I had a flair for languages. But I soon discovered that what talks best is dollars, dinars, drachmas, rubles, rupees and pounds fucking sterling.
 

@makecents I'm in the development group at a national REIT and we have lost an acquisitions guy to brokerage, although there is a different skill set in acquisitions than in development and the exit ops for both can vary.

A common exit for an acquisitions manager who desires to work in a more entrepreneurial capacity is to start his own company or go into brokerage.
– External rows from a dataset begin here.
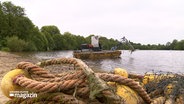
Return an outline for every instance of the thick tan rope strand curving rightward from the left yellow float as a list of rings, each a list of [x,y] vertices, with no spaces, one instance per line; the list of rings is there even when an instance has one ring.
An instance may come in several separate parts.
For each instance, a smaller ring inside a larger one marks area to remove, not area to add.
[[[32,79],[28,79],[24,76],[17,76],[14,81],[15,84],[25,87],[26,89],[33,90],[35,92],[57,92],[75,88],[75,86],[83,87],[86,85],[84,80],[67,80],[58,83],[38,82]]]

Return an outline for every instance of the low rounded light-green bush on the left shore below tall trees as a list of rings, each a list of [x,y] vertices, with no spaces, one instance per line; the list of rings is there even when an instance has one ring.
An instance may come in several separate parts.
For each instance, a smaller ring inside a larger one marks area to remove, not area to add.
[[[26,49],[27,43],[19,39],[17,36],[12,36],[7,38],[7,47],[10,51],[20,52]]]

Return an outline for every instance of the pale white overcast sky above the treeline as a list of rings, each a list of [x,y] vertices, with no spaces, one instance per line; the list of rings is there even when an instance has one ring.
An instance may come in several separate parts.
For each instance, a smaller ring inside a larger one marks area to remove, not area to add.
[[[7,0],[1,0],[7,1]],[[41,28],[166,44],[184,39],[184,0],[10,0]]]

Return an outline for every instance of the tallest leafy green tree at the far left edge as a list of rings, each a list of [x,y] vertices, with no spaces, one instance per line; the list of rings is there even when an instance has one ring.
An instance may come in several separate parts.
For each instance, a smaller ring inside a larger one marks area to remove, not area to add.
[[[24,8],[15,6],[11,2],[3,2],[0,5],[0,21],[1,40],[17,36],[28,41],[35,28],[32,21],[25,17]]]

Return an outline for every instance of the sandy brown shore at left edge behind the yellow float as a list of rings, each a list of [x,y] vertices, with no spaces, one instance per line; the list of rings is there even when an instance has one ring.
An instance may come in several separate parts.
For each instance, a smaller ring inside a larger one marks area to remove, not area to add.
[[[36,59],[25,59],[15,54],[0,51],[0,83],[1,83],[3,76],[11,69],[14,69],[17,63],[21,61],[29,61],[32,63],[38,62],[38,60]],[[0,89],[0,104],[5,104],[8,100],[9,98],[4,96]]]

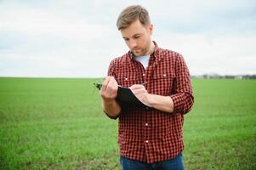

A common exit from an institution developer is to go independent and look for deals to entitle and sell to institutional players or JV with a REIT and earn institutional sized fees and promoted interests. The long winded point is that its less common for a developer to go into brokerage.

 

Makes complete sense. One way or another I feel like I'm in brokerage to kind of do that latter. You're on the ground floor constantly digging up deals and while some of them you going to just sell for the fee.....there are others deals that you want an interest in because they're no brainers. If you find a deal like that, you bring it to a shop you have rapport with and roll you fee and JV on the deal.

I was at ICSC meeting with a principal of a dev shop who told me a story of a broker selling them a parking lot that was rather large in size and it was pretty much an entire city block in Downtown San Diego. Fee was $100k and he rolled it and JV'ed on the deal with them. They built a Class-A mixed use (apartment/retail) high-rise. They sold the deal with the same broker because he had the exclusive to list on the backend and his $100k fee turned into $1M check when they sold it and I don't think it included the fee he got from selling the asset either.

It's not an everyday thing but it does happen here and there. There's tons of pretty interesting deal stories floating around out there about stuff like this.

I had a flair for languages. But I soon discovered that what talks best is dollars, dinars, drachmas, rubles, rupees and pounds fucking sterling.